A chi mi chiede, con la consueta forma retorica – Come stai? Tutto bene? -, mi accorgo di rispondere sempre più spesso – in verità più a me stesso che all’interlocutore – che tutto bene non può andare perché se tutto andasse bene la vita, che è un impasto di bene e male, si arresterebbe e che, sì, sto bene e sono in lotta, anzi sto bene proprio perché la lotta continua. Giusto, dunque, il nome del giornale comunista e del movimento rivoluzionario extraparlamentare ma solo quello perché la lotta continua della vita si riferisce alla morale e non solo alla politica, giacché il nemico da contrastare e superare, e che in questa lotta quotidiana si conserva e ci dà vita, è dentro di noi, nel nostro stesso essere, non è un nemico esterno e giammai potrebbe essere un nemico di classe, secondo la erronea dottrina marxista.
La vita e la lotta si possono anche scambiar di posto perché l’una è l’altra. La vita umana, che con le opere si eleva e acquista senso, è frutto della lotta e senza lotta non ci sarebbe espressione alcuna di questa vita. In ogni cosa che pensiamo e facciamo, sempre che pensiamo e facciamo qualcosa, c’è la vita in lotta con se stessa. Ogni nostro atto, che non sia lo stare pancia all’aria nel godimento del benessere individuale, è il superamento di quell’ostacolo che è la nostra stessa esistenza che di ogni superamento fa una nuova materia da superare in altra forma. La buona azione non sarebbe se non si travagliasse nello scacciare il male e lo stesso retto pensare fronteggia i comodi e la modestia dei luoghi comuni, dei pregiudizi e delle vuote genericità con il giudicare i singoli fatti concreti nella loro sensata individualità. La vita espressiva, tanto nella critica quanto nell’azione, è figlia della lotta, figlia della irrequietezza e inquietudine e anche quello che chiamiamo riposo altro non è, in fondo, che una sosta essa stessa frutto della disciplina che ci siamo dati per esprimerci. Eduardo de Filippo, in una delle sue ultime apparizioni, disse: “Vulesse ‘nu poc’ ‘e pace, ma ‘na pace che non foss’ a morte”. Ma una pace senza morte è solo un modo di dire, una metafora che va presa per quel che è: un riposo per la continuità della lotta.
Perché questo disperato pessimismo?

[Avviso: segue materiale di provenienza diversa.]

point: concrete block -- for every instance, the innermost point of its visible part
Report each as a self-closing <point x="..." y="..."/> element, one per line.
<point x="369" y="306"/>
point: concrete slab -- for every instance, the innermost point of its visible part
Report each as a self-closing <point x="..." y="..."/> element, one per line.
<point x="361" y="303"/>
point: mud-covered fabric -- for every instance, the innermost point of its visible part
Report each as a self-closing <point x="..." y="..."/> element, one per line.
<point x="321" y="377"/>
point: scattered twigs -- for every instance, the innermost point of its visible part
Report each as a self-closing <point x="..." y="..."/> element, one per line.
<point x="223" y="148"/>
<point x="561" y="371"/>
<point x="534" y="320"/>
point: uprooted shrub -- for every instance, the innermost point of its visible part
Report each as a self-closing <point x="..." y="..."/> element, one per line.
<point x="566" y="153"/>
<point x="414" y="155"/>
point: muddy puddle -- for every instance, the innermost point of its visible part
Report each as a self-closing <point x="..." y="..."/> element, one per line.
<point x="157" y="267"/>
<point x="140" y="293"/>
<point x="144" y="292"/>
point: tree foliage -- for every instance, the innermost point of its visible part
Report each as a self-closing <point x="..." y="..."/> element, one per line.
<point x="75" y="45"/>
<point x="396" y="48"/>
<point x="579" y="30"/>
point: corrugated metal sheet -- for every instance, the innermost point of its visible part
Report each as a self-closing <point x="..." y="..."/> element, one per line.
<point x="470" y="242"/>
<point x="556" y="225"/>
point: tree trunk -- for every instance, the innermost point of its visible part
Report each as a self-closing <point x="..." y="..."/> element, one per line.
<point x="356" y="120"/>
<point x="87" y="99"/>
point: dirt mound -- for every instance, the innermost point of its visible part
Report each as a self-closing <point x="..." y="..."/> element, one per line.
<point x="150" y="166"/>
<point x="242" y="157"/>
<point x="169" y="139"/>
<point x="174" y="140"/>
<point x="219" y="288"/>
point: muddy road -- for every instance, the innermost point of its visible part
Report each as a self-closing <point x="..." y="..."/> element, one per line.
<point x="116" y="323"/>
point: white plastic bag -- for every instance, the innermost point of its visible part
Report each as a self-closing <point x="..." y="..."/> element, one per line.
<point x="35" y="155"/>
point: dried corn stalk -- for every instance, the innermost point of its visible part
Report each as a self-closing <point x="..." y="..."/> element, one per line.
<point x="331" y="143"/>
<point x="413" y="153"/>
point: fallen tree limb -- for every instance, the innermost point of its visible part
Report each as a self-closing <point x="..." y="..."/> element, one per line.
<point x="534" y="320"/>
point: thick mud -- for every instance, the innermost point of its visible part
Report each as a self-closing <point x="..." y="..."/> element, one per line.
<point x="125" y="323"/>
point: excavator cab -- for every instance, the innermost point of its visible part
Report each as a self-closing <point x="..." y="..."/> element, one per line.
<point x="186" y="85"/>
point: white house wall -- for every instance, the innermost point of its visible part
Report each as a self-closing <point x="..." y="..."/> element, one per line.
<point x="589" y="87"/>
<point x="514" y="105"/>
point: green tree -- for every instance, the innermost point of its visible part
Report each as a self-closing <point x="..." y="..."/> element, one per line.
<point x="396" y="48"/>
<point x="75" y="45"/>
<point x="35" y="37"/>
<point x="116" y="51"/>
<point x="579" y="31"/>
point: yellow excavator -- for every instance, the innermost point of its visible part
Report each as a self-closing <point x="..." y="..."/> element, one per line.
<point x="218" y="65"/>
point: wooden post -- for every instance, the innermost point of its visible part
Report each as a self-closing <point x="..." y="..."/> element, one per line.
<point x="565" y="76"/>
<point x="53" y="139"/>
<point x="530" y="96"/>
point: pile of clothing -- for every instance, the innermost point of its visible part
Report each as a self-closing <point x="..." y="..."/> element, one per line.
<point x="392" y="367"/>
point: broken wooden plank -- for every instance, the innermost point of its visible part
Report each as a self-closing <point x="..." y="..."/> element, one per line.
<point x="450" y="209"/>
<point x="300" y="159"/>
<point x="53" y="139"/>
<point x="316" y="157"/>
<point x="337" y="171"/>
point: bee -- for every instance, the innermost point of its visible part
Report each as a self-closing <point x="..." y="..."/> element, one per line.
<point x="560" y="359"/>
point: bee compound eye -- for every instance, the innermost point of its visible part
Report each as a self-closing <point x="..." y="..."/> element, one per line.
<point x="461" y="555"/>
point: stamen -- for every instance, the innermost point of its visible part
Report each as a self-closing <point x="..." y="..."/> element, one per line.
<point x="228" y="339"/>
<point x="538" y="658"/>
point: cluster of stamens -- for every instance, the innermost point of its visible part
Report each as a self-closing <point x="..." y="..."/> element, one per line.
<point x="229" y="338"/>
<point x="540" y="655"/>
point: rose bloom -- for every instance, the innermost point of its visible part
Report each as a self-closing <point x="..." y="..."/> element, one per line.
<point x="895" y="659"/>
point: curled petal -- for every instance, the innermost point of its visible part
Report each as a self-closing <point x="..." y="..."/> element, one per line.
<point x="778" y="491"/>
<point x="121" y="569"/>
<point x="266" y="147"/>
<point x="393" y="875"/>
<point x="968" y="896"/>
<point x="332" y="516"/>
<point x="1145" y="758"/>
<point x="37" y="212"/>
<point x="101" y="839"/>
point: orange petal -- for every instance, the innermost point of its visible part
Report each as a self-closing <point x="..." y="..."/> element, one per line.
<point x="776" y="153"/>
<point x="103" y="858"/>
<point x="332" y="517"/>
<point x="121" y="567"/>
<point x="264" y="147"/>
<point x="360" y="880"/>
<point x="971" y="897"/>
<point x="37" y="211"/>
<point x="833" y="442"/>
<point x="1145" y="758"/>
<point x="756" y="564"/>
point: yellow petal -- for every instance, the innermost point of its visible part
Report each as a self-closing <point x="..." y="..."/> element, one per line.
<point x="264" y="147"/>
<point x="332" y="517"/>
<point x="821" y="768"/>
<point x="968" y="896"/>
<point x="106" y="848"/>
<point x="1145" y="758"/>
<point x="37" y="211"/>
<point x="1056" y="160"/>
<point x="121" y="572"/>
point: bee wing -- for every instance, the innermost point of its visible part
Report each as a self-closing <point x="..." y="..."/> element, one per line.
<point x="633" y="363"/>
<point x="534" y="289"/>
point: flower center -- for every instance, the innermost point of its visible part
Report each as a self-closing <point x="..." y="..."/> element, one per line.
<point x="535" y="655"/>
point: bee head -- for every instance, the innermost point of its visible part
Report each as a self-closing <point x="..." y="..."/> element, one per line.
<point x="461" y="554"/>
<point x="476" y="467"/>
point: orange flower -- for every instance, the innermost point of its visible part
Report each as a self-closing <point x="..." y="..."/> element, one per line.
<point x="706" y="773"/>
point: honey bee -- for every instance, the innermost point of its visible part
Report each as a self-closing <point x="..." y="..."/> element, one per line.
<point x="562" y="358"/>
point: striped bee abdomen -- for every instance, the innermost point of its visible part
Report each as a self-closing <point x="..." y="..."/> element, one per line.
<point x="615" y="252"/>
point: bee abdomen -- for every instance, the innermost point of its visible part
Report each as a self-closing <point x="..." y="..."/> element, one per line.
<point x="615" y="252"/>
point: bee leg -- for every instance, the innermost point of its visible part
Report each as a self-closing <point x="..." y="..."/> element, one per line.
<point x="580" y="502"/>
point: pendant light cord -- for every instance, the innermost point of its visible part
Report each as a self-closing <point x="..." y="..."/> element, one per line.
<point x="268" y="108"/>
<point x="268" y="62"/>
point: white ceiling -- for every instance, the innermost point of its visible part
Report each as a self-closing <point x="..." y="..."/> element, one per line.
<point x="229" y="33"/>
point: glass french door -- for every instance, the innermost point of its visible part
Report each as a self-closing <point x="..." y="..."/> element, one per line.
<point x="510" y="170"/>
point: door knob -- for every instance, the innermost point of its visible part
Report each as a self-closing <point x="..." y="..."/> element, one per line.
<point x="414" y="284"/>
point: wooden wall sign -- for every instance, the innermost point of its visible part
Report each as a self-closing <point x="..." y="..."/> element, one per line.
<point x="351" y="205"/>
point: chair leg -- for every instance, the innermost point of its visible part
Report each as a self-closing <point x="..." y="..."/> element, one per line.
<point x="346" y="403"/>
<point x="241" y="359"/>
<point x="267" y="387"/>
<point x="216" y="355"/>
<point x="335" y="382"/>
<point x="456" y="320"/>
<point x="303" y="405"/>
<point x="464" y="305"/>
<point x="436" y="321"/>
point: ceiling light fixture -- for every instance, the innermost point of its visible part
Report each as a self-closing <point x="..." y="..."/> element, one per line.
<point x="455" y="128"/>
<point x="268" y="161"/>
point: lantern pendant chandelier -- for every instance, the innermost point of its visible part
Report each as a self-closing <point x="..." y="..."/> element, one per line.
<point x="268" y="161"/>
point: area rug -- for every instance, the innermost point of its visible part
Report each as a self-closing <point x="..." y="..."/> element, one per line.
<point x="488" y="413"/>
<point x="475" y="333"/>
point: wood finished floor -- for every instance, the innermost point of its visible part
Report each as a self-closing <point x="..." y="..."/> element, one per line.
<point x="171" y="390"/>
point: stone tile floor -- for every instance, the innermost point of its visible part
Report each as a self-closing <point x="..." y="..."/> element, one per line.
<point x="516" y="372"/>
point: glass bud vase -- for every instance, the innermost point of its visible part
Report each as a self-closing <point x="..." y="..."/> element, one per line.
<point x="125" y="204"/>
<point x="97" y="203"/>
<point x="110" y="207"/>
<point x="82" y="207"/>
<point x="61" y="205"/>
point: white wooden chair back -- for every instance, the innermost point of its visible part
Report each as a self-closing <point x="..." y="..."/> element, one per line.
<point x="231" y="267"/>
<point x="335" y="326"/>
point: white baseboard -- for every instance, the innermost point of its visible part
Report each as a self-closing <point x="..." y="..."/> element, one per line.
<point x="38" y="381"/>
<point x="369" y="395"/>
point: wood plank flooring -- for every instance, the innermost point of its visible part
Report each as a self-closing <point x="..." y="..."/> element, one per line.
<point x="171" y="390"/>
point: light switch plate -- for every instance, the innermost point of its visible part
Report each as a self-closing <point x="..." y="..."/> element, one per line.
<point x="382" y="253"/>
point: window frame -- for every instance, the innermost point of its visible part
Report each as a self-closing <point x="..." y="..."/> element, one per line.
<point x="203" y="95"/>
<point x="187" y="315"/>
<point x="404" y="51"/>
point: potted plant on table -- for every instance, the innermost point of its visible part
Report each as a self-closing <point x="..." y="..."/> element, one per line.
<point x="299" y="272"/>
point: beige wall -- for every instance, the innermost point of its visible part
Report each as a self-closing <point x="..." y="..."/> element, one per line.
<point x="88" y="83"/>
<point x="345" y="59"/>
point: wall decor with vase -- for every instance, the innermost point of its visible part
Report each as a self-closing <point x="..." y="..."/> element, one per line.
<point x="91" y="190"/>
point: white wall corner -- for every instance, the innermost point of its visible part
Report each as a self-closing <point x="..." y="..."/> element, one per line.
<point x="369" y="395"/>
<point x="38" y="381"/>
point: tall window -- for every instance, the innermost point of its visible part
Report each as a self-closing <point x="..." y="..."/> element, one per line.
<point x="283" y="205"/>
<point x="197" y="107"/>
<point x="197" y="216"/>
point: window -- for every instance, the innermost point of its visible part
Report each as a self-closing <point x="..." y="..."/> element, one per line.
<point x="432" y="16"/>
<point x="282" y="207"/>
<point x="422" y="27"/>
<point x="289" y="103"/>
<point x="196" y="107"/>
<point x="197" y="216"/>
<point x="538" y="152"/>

In verità, non c’è nessun pessimismo, né disperato né baldanzoso. C’è una visione tragica dell’esistenza che in quanto tale non è né ottimismo né pessimismo. La vita in lotta non ha tempo né per esaltarsi con l’ottimismo né per avvilirsi con il pessimismo perché il senso tragico dell’esistenza e del mondo che con essa cresce è nella lotta stessa o nella corsa dove ci pare di non giungere mai alla meta, proprio come dice il poeta Traversando la maremma toscana: “E sempre corsi, e mai non giunsi il fine”. La lotta continua è un concetto morale che riguarda la pienezza spirituale della vita e non è da confondersi con la lotta per la vita o con il detto volgare che dice “non mollare mai”. Anche l’egoista non molla mai e anche chi cura esclusivamente la sua “roba” non cede di un millimetro ma non per questo, però, l’egoista, che pur ha la sua ragion d’essere, supererà se stesso anzi, all’inverso, si chiuderà nella sua propria individuale vitalità che, invece, è proprio il male che ognuno di noi è e deve cercare di aprire ed elevare. Proprio lei, la vitalità, nelle sue varie forme, è la molla della lotta. Ecco perché il male non è superabile mai definitivamente e persino nella bene ne abbiamo il ricordo, perché ci accompagna sempre come l’ombra accompagna la luce. E’ vero, verissimo quanto diceva Croce che la vitalità è una terribile forza, per sé affatto amorale, che genera e divora gli uomini, è piacere e dolore, riso e pianto, che esalta l’uomo fino a farlo sentire un dio, e lo atterra e lo rende miserabile e vile. La lotta con la vitalità non è la lotta con gli altri ma con noi stessi e dura tutta la vita perché è la vita stessa fino alla fine. E nella storia forse da essa dipende, nel passaggio tra le generazioni, il cambio di epoca e stagione che si nutre delle vite che finiscono e delle vite che nascono con la loro vitalità “cruda e verde”. Anche se, a volte, i vivi sono morti e i morti sono vivi.